In 2006, when Renesys first started ranking providers, Sprint (AS 1239) seemed to have the #1 spot locked up with a score of almost 25% more than second-place Level 3 (AS 3356). Since that time, Level 3 has been gradually and consistently closing the gap and took over the #1 spot for the first time this year. Despite a few long, relatively flat periods, Level 3 had two huge surges, one in July and another in November. In July, Level 3 picked up Korea Telecom (AS 4766) and ReTN.net (AS 9002) as customers. (Previously we had them classified as peers.) And Asia Netcom (AS 10026) greatly increased the number of prefixes they were transiting via Level 3. November's rise was almost entirely due to Japan's Softbank Telecom (AS 4725) increasing the number of transited prefixes from 2% to just over 11%. Although they seem to have tailed off recently, Sprint's growth was more consistent over the year, but not enough to counter the big wins by Level 3. The average score in this cluster increased by 14% over the year.

Looking at the second cluster of providers, a few things are readily apparent. First, Verizon (AS 701) and NTT (AS 2914) both suffered sharp declines over short periods. Second, Global Crossing (AS 3549) and TeliaSonera (AS 1299) grew consistently during the year and were the only ones in their peer group to show appreciable gains. Verizon lost big after TeliaSonera stopped using them for transit. (Peers, whether paid or not, do not get credit for each others customers.) Likewise, Cogent became transit-free mid-year after they stopped using NTT to reach AOL ATDN (AS 1668), which accounted for much of NTT's decline. Global Crossing's gains consisted of numerous big wins, many in Asia, picking up increased transit from Hurricane Electric (AS 6939), PCCW (AS 3491), ReTN.net (AS 9002), Asia Netcom (10026) and Golden Telecom (AS 3216) to name a few. As a result, Global Crossing catapulted from #5 to #3 in the world, quite an accomplishment, especially considering they were #25 back in 2006. TeliaSonera also picked up increased transit from Hurricane Electric and Asia Netcom, briefly passing AT&T to capture the #7 spot for a time. But as of a few days ago, AT&T sneaked ahead again by picking up more transit from Uninet (AS 8151), a large retail provider in Mexico. Still, given the flat or declining fortunes of most of this group, I would not be surprised to see TeliaSonera ranked #4 or #5 by the end of 2009. While quite small, the average score increase for this cluster is not very meaningful, given the very different trends observed.
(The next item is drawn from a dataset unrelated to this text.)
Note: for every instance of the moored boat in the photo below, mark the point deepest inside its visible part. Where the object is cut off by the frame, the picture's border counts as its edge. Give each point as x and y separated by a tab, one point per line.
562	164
The members of our final cluster largely tracked one other with similar growth rates. One exception is Tiscali (AS3257), which moved from the bottom of its peer group to near the top, within striking range of Tata/VSNL/Teleglobe (AS 6543). In fact, they surpassed them briefly during the year on a couple of occasions. Tiscali picked up increased transit from Asia Netcom and gained Interoute (AS 8928) and KPN (AS 286) as customers. China Telecom (AS 4134) moved to #11 all the way from #21 back in 2006. While China Telecom is by no means a global provider, they are by far the dominant player in the huge Chinese market, and also provide transit to South Korea and Vietnam. These large and emerging markets allowed China Telecom to move up two places in our global rankings this year and to within easy striking range of the top 10. The average score in this cluster increased by over 40%.

Conclusions

It's pretty clear from this narrative that the providers who are moving up in the rankings are doing so thanks in large measure to Asia. This should come as no surprise. With more than half the world's population and only 15% online, there is enormous potential here. But market share does not imply profitability or even a well-run network. So we would never suggest you pick your providers based on Renesys Market share rankings alone. While declining market share might indicate a problem, a growing company is worth your business only if they meet your service needs and are going to be around tomorrow. Rankings, by their very nature, cannot take all possible considerations into account, nor can they be tailored for each consumer's needs, and thus they should only be one factor used in making an informed business decision.